Three immigrant brothers sentenced to life in prison for plotting to kill U.S. soldiers at Fort Dix will not have their life sentences overturned.
U.S. District Judge Robert Kugler said in his ruling made public Tuesday that he didn’t buy the arguments from Dritan, Eljvir and Shain Duka that they were wrongly convicted in 2008 because their lawyers kept them from testifying.
Kugler ruled Friday that he found testimony from their defense attorneys at a January hearing more credible.
The Albanian-born brothers were convicted with two others of plotting an attack at military sites at Fort Dix in New Jersey and elsewhere. Supporters believe the FBI entrapped them and exaggerated the case, but the Dukas have exhausted their appeals.
Dritan “Tony” Duka, 37, said at a January hearing that his lawyer thought he would come across as a Muslim extremist and therefore didn’t put him on the stand.
Their trial lawyers denied the accusations and testified for the government. Dritan Duka’s trial lawyer, Michael Huff, said he feared his client’s desire to express religious views and his suspicion that the Sept. 11, 2001, terrorist attacks might be “an inside job, in order to persecute Muslims” would prove damaging.
Huff, along with fellow trial lawyers Troy Archie and Michael Riley, said they worked vigorously on the case and were prepared to put their clients on the stand, if it came to that.
The Dukas have been in prison since May 2007.
The case has been cited by Republican New Jersey Gov. Chris Christie as one of the two “biggest terrorism cases in the world” during his time as U.S. Attorney.

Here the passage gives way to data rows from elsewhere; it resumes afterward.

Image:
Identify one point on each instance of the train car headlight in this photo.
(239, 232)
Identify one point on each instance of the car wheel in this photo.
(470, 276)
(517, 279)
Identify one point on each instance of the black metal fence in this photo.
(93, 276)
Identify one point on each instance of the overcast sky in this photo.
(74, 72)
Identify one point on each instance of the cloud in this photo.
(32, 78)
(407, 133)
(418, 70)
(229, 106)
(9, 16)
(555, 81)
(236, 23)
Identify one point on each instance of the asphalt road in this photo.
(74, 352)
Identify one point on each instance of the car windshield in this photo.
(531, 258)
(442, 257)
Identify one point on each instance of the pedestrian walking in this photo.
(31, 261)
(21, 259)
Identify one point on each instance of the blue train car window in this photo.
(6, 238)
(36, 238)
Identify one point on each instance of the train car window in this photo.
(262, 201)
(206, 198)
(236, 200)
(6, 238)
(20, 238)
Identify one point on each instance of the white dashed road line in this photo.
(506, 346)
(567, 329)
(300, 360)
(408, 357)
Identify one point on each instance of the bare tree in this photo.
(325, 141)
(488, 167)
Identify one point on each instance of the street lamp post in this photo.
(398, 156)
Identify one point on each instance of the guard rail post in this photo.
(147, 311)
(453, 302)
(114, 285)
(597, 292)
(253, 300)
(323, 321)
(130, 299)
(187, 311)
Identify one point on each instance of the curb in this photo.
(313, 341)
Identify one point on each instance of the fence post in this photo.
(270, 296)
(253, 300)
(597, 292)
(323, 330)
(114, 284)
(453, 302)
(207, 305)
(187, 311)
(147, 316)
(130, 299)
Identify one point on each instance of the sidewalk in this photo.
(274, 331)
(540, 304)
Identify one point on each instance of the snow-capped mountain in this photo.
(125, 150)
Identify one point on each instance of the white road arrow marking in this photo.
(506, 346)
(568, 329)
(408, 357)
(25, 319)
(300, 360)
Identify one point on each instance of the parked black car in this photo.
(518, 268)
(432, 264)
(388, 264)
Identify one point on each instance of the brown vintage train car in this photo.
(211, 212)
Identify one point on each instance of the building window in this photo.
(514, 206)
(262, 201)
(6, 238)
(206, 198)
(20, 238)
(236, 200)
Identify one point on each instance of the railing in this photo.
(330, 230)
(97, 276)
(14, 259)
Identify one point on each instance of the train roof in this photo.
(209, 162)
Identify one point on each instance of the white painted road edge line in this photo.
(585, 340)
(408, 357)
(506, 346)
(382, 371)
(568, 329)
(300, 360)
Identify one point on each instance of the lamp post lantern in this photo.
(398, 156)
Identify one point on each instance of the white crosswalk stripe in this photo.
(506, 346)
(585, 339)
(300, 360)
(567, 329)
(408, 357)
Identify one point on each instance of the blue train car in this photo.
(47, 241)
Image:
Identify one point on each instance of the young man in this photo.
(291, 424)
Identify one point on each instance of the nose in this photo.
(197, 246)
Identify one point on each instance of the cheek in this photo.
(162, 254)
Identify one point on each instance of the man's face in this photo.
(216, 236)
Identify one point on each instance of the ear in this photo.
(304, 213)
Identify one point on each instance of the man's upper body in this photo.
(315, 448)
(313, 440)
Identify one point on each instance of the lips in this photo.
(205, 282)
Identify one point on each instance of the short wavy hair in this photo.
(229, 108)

But critics believe an FBI informant entrapped the men and say the sentence reflects overzealous efforts to protect the country after the 2001 terrorist attacks.
The men were charged in 2007 with conspiring to kill U.S. military personnel at Fort Dix. (A sixth was charged with weapons offenses.) Authorities had been alerted initially after a store clerk saw a video of the men shooting guns at a firing range and yelling “Allahu Akbar,” or “God is great.” Jurors heard hours of secretly recorded audio that included one defendant saying how they could “kill at least 100 soldiers by using rocket-propelled grenades.”
Defense attorneys at trial claimed the men may have made anti-American statements but had no plans to attack anything until paid informant Mahmoud Omar infiltrated the group and spent months goading and manipulating them.